Meteorological Data Assimilation for Data Scientists

Suppose we have an uncertain estimate of the weather (MSLP) at some point in the past, perhaps from a reanalysis, and then we get some new information, in the form of a station observation from that date and time. How can we use that new station observation to improve the MSLP estimate?


_images/With_FW_1903102206.png

MSLP Contours for 20CR2c for October 22nd, 1903 (at 6am).

Spaghetti-contour plot of mean-sea-level pressure, and the location of the Fort William station (red dot), where we have new observational data (Figure source)

We can edit the reanalysis ensemble at the location of the new observation - setting all ensemble members to the observed value, but we would like to do more than this, to use information from the observation at nearby locations as well. To decide how to modify the mslp at, say, Stornoway and London, in response to an observation at Fort William, we need to know mslp variability in those places relates to weather variability at the location of the observation. However, we can estimate this directly from the ensemble:


_images/lr+contour_1903102206.png

MSLP at Fort William, Stornoway, and London (October 22nd, 1903 at 6am).

The red dot marks Fort William, the blue Stornoway, and the black London. Scatter plots show relationship between their mslp, in the 20CR2c ensemble for this particular point in time. (Figure source.)

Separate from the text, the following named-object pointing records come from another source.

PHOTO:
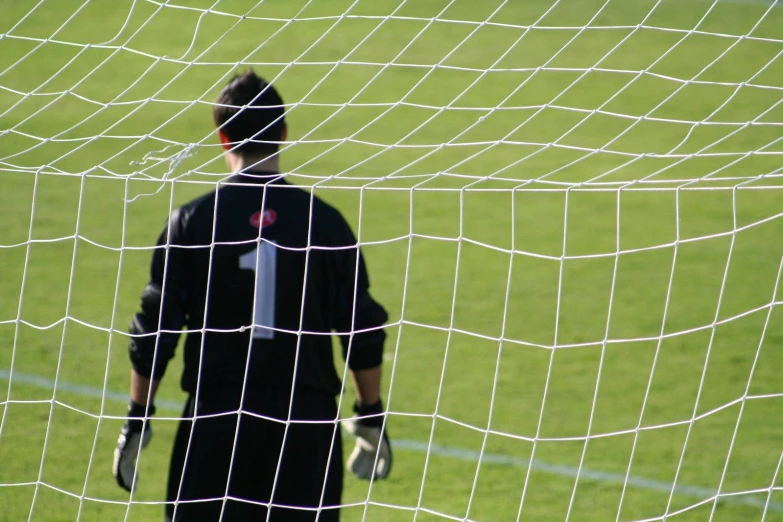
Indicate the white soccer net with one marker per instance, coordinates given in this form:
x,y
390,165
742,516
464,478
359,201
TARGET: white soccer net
x,y
571,209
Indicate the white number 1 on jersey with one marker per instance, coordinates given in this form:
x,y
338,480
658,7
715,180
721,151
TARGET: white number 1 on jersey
x,y
263,260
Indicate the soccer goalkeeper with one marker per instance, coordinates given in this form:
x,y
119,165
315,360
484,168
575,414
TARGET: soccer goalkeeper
x,y
261,274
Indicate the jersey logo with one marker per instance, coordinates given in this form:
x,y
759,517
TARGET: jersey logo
x,y
264,219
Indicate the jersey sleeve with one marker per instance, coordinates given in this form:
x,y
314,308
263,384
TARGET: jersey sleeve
x,y
156,328
358,318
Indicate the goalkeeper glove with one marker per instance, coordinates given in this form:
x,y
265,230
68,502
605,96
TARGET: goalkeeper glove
x,y
371,458
135,433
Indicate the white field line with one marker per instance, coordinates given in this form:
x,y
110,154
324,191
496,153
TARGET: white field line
x,y
441,451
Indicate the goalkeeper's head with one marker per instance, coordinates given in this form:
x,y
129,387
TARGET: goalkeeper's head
x,y
249,115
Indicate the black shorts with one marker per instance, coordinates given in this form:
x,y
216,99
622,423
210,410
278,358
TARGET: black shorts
x,y
297,473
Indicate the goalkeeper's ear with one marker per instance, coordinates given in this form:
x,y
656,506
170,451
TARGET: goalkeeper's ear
x,y
224,140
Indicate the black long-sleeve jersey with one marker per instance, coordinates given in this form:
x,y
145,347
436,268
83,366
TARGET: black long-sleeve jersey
x,y
262,274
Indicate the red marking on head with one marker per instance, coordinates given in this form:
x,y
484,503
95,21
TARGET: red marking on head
x,y
269,217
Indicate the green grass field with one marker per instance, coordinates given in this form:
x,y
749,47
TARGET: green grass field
x,y
638,322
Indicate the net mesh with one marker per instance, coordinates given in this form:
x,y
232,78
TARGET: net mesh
x,y
570,209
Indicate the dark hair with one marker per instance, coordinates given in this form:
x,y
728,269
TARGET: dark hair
x,y
248,108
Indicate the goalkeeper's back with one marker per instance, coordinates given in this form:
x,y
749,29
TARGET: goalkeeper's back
x,y
261,273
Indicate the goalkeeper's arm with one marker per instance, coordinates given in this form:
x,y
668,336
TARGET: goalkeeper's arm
x,y
155,331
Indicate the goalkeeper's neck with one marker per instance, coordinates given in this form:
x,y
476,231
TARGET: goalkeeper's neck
x,y
253,163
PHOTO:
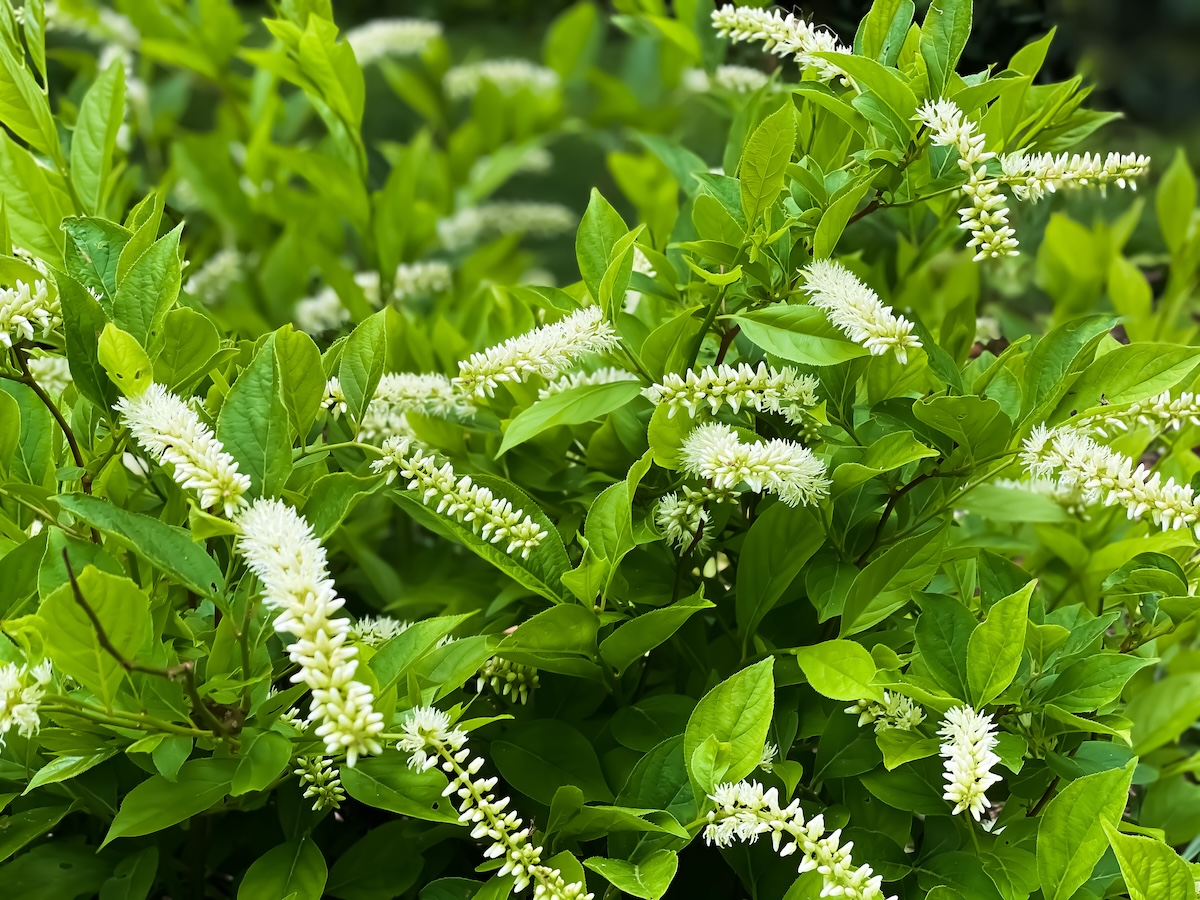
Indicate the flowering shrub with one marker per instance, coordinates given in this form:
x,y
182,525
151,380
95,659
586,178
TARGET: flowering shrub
x,y
345,555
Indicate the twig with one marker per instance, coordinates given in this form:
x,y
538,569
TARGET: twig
x,y
185,670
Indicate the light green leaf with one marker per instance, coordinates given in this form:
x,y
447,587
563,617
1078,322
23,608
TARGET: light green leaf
x,y
647,880
1071,835
573,406
994,652
840,670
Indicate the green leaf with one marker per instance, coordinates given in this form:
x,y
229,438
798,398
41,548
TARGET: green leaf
x,y
798,334
943,35
157,803
301,377
253,424
294,870
1071,835
149,291
839,670
573,406
763,167
190,341
264,755
1152,870
168,547
390,785
834,220
361,365
647,880
121,357
639,636
994,652
1176,202
71,641
95,137
737,715
599,232
1092,682
778,545
538,757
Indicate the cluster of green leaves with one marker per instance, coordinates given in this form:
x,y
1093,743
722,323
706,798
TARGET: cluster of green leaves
x,y
162,765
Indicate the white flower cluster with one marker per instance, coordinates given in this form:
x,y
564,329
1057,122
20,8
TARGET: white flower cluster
x,y
857,310
1033,175
508,678
491,517
781,35
423,279
736,79
282,551
763,389
1104,474
172,432
547,352
52,372
220,271
430,741
509,75
391,37
399,394
21,693
895,713
25,309
745,811
1163,412
493,220
790,471
377,630
321,780
987,217
605,375
682,517
970,741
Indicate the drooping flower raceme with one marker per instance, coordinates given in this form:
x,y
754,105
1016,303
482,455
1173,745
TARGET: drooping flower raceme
x,y
547,352
402,393
282,551
736,79
895,713
509,75
492,220
683,517
172,432
967,747
322,781
508,678
604,375
1105,475
1033,175
25,310
745,811
493,519
785,35
430,741
857,310
987,217
423,279
763,389
714,453
391,37
21,693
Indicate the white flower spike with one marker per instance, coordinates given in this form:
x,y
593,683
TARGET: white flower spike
x,y
857,310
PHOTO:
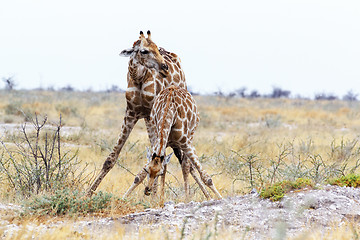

In the 20CR2c ensemble, at this point in time, the mslp at Stornoway is highly correlated with that at Fort William, so an observation at Fort William is telling us a lot about the mslp at Stornoway, and we should move the mslp estimates at Stornoway in response to the observation in much the same way as we move the estimates at Fort William. At London, on the other hand, the mslp is almost uncorrelated with that at Fort William, so an observation at Fort William is telling us little about the mslp at London, and we should leave the ensemble at London unchanged whatever the observation at Fort William is.

We can formalise this by fitting a model (sklearn.linear_model.LinearRegression):


_images/before+after_1903102206.png

MSLP at Stornoway, before and after assimilating the Fort William observation.

Scatter plots of 20CR2c ensemble pressures at Stornoway at 6am on 22nd October 1903 against Fort William ensemble pressures. The Stornoway pressures are adjusted by fitting a linear regression (left plot) and then removing the fit from each value (right plot). We can do the same for the London pressures, but in that case the adjustment will make much less difference, as the fit line has a smaller slope. (Figure source.)

To assimilate the Fort William observation, we apply the same process illustrated above for Stornoway to each grid-point in the reanalyis field:


_images/before+after_map_1903102206.png

Before (left) and after (right) assimilating Fort William observation (October 22nd, 1903 at 6am).

The observation has pulled nearby pressures towards its value, both changing the ensemble mean and reducing the spread, while having little effect further away. (Figure source.)

Assimilating more than one observation

We can extend this same method to assimilate multiple observations, by adding an extra variable into each linear regression for each new observation.; So if we have two observations, oner at Fort William and one at Manchester, we update the pressure at Stornoway by modelling the pressure at Stornoway as a multivariate linear regression on the Fort William and Manchester pressures.